The data is stored in the 16-bit GREY16 format and Luminance (Y) files can be used with FFmpeg directly to render a greyscale full frame "open-matte" video, however the Chrominance (C) is QAM modulated hence "Digital S-Video" being a apt term.

This baseband signal file or file set can also be opened in GNUradio it also allows backwards support for playback to analogue systems as media see Analogue Playback for more information.

Post Inspection & Levels Adjustment

Thanks to the ld-tools suite but critically ld-analyse (TBC Inspection Tool), complete software control & adjustment over decoded 4fsc Composite/S-Video is visually possible in the baseband signal domain, before final YUV conversion replacing legacy scopes and hardware chroma decoding.

After decoding and inspection/adjustment, the .tbc files can then run through the chroma-decoder (comb-filter in NTSC speak) which recovers the original colour and can output it as a RGB or YUV stream merged with the Luma B/W information, however this task today is virtually hands-off with tbc-video-export.

For viewing media we recommend players such as Media Player Classic or VLC.

The default output is lossless compressed archival standard interlaced 10-bit 4:2:2 FFV1 video & FLAC audio in the reliable .mkv (Matroska) container, but many FFmpeg Profiles are available for legacy compatibility including V210, IMX50 & ProRes HQ.

After initial interlaced video files are created, it can then be be de-interlaced quickly with bwdif. However, today more powerful deinterlacers like QTGMC can be easily used inside of StaxRip or Hybrid with a few clicks, providing a very high-quality motion accurate progressive video files, ready for modern progressive system only use.

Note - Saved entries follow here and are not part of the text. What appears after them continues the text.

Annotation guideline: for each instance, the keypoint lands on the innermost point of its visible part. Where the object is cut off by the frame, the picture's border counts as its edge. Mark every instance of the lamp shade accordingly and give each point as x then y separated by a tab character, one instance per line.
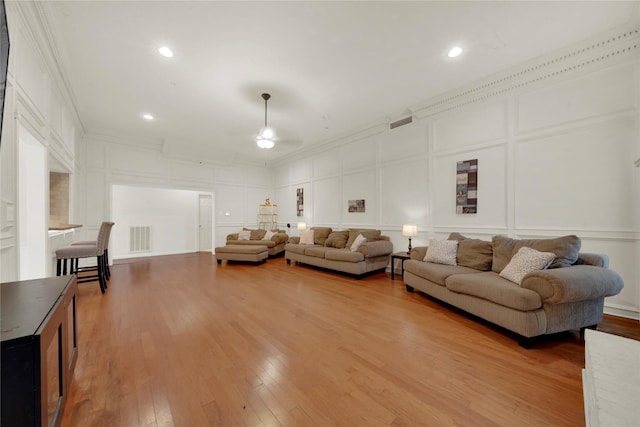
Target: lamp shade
409	230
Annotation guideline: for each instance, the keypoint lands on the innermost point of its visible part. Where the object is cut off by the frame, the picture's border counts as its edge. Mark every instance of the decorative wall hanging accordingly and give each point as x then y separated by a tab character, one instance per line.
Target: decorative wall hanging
300	201
356	205
467	187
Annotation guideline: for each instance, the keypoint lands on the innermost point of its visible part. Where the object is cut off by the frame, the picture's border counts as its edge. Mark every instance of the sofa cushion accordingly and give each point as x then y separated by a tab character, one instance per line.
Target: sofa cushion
306	237
337	239
359	241
436	273
524	262
473	253
566	249
296	248
344	255
256	234
316	251
442	251
320	234
491	287
267	243
370	234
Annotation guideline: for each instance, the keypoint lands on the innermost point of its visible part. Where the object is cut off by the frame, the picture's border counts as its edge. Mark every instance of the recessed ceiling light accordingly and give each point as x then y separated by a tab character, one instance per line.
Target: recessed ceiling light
165	51
455	52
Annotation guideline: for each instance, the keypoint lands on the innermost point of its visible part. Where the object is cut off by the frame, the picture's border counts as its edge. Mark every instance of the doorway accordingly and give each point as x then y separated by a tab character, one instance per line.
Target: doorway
205	222
33	206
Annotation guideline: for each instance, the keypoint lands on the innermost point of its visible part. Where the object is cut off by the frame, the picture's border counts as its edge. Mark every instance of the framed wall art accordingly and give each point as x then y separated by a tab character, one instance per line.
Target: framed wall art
300	201
467	187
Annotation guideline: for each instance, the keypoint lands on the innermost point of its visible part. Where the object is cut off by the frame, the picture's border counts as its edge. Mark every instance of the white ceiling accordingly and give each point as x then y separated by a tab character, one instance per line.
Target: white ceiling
331	67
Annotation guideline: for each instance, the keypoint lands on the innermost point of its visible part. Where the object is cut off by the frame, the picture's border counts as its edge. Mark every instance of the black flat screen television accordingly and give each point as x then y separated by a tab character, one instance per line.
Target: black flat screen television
4	60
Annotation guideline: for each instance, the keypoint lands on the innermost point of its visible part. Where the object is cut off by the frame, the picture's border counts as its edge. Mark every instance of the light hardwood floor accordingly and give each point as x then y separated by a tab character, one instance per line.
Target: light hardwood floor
180	341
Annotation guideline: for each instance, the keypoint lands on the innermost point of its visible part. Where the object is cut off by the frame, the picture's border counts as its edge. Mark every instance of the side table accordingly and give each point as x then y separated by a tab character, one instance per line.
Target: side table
402	256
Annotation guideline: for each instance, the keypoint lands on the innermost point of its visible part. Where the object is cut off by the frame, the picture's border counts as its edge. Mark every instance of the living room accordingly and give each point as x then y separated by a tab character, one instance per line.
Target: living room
556	138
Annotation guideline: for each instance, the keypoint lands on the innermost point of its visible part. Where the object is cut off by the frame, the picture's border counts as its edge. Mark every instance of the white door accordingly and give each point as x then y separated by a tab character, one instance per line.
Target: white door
205	224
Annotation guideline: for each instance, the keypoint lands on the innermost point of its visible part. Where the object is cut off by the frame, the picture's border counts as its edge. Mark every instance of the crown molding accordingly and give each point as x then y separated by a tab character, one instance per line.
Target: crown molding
603	50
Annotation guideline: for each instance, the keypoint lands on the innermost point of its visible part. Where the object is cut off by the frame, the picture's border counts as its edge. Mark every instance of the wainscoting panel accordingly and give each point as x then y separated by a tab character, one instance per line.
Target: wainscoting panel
326	164
479	124
404	194
581	179
301	170
138	161
403	142
328	208
358	155
231	205
596	94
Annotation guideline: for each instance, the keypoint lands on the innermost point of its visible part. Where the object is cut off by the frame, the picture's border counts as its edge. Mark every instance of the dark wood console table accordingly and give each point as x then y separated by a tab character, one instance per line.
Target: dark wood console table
39	347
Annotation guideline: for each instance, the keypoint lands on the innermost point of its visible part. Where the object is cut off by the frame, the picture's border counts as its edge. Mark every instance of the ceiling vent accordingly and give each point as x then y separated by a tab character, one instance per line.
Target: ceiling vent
400	122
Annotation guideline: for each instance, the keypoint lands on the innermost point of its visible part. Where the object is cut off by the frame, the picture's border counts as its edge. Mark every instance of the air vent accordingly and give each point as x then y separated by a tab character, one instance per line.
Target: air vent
140	239
401	122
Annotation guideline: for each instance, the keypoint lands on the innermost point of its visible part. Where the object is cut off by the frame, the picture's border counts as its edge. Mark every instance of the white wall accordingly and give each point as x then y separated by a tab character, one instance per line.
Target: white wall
556	140
171	214
115	161
33	204
36	100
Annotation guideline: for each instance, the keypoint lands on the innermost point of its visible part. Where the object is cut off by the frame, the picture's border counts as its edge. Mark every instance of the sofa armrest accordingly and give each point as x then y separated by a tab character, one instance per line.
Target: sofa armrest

Current State & Development Notes

FM RF capture and post software decoding just cuts out the signal handling, not the physical handling.

Your VCR needs to be mechanically stable and able to track the tape. This means decks that are dramatically out of spec will have to be serviced/adjusted.

Standard capture rules of thumb such as tracking adjustment per tape/segment with channel up/down buttons/sliders or knobs on pro decks and keeping the heads/guides clean still applies, as with any tape media playback as long as the heads read the signal RF capture will work on it.

In the future, It would be ideal to capture all head drum signals with a custom amp/capture board and then do tracking in software, but for now, refining an already tried and working test point path based capture and increasing format support is the clear priority alongside increasing the processing speed, and building on standardised workflows.